Le calendrier de l’éditeur donne la mesure de l’enjeu. Street Fighter 6, sorti en juin 2023, a dépassé les sept millions d’exemplaires en juin 2026, et une quatrième vague de personnages accompagne sa quatrième année d’exploitation. Le tournoi consacré au titre lors de l’EVO Japan 2026 a été inscrit au Guinness World Records comme la plus grande compétition sur un jeu de combat.

Un film qui fonctionne relance les ventes du jeu, et un jeu qui tient relance l’intérêt pour le film. Capcom revendique cette circularité dans ses communiqués aux investisseurs, où la sortie d’octobre apparaît comme un levier de notoriété mondiale plutôt que comme un pari artistique isolé.

L’ombre des deux adaptations précédentes

Le film de 1994, porté par Jean-Claude Van Damme, avait rapporté près de 99 millions de dollars dans le monde pour un budget de 35 millions. Un score honorable, mais une réputation critique jamais réhabilitée, et une suite officieuse en 2009 qui a fait bien pire.

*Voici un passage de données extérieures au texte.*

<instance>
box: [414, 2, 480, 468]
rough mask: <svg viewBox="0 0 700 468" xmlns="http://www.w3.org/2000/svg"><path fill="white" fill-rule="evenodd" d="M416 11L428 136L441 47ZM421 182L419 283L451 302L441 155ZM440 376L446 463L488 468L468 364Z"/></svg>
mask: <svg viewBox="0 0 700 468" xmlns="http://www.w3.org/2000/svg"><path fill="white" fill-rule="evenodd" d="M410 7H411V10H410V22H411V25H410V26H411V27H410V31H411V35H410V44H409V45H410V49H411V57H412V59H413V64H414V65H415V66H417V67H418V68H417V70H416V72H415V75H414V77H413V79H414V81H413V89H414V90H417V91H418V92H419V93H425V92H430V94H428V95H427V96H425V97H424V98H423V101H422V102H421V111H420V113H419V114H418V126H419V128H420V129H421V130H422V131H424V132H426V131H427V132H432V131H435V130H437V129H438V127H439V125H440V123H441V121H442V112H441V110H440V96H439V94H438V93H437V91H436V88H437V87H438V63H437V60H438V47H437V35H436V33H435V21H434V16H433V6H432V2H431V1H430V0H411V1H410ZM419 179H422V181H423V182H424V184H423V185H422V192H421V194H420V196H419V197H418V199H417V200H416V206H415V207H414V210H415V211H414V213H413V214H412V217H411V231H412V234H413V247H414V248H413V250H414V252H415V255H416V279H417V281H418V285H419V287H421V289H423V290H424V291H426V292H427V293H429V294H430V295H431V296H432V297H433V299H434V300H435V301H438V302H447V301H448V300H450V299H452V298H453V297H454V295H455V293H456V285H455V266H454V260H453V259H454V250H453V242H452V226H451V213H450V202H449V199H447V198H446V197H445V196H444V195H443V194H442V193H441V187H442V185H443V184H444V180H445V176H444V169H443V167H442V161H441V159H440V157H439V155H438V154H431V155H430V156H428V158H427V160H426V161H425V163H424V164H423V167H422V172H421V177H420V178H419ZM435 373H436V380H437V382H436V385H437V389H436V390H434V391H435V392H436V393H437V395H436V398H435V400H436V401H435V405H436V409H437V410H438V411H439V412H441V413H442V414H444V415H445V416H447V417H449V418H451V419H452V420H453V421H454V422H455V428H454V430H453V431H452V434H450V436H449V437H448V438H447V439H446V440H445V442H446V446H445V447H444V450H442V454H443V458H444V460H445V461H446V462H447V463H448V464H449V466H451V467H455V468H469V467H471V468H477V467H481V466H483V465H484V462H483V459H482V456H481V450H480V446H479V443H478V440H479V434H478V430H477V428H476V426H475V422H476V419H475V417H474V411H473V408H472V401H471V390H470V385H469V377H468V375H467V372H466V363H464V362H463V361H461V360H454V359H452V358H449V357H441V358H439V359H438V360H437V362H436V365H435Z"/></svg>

Ces deux échecs de perception pèsent encore sur l’accueil réservé à chaque nouvelle image.

Tout le monde voulait s’engager derrière un film au ton et à l’approche très particuliers, qui ne ressemble pas à une adaptation de jeu vidéo prête à l’emploi. On m’a fait venir pour faire quelque chose qui ne soit pas conventionnel, et ils m’ont vraiment laissé faire à ma manière.

Kitao Sakurai, réalisateur du film, dans un entretien accordé au magazine Empire et rapporté par ComingSoon.net le 1er septembre 2026

Le pari énoncé là peut rassembler les curieux et diviser les fidèles, qui attendent une transposition fidèle des jeux. Le même mouvement traverse tout un pan du cinéma de genre asiatique, dont la remontée en puissance des kaiju japonais a montré qu’un sérieux inattendu pouvait faire basculer un public entier.

Ce que le mois d’octobre va réellement mesurer

Deux millions de vues en vingt-quatre heures mesurent une curiosité, pas une intention d’achat de billet. L’écart entre les deux est particulièrement large sur les licences de jeu vidéo, où le noyau de fans réagit fort et vite sans nécessairement se déplacer en salles.

La sortie est fixée au 14 octobre 2026, deux jours avant le lancement mondial du 16 octobre, avec une exploitation en IMAX. Paramount joue sur un créneau encombré, et le studio a montré cet été qu’il savait remanier son calendrier dans l’urgence. Cette agilité de programmation est devenue un outil de promotion à part entière.

Ce que le film va tester, c’est la solidité d’un imaginaire vieux de quarante ans, celui des bornes d’arcade et de leurs figures reconnaissables, face à un public qui n’en a majoritairement jamais poussé la porte. Six semaines séparent cette bande-annonce de la première séance, la fenêtre exacte pendant laquelle une curiosité de vingt-quatre heures devient une attente durable, ou retombe.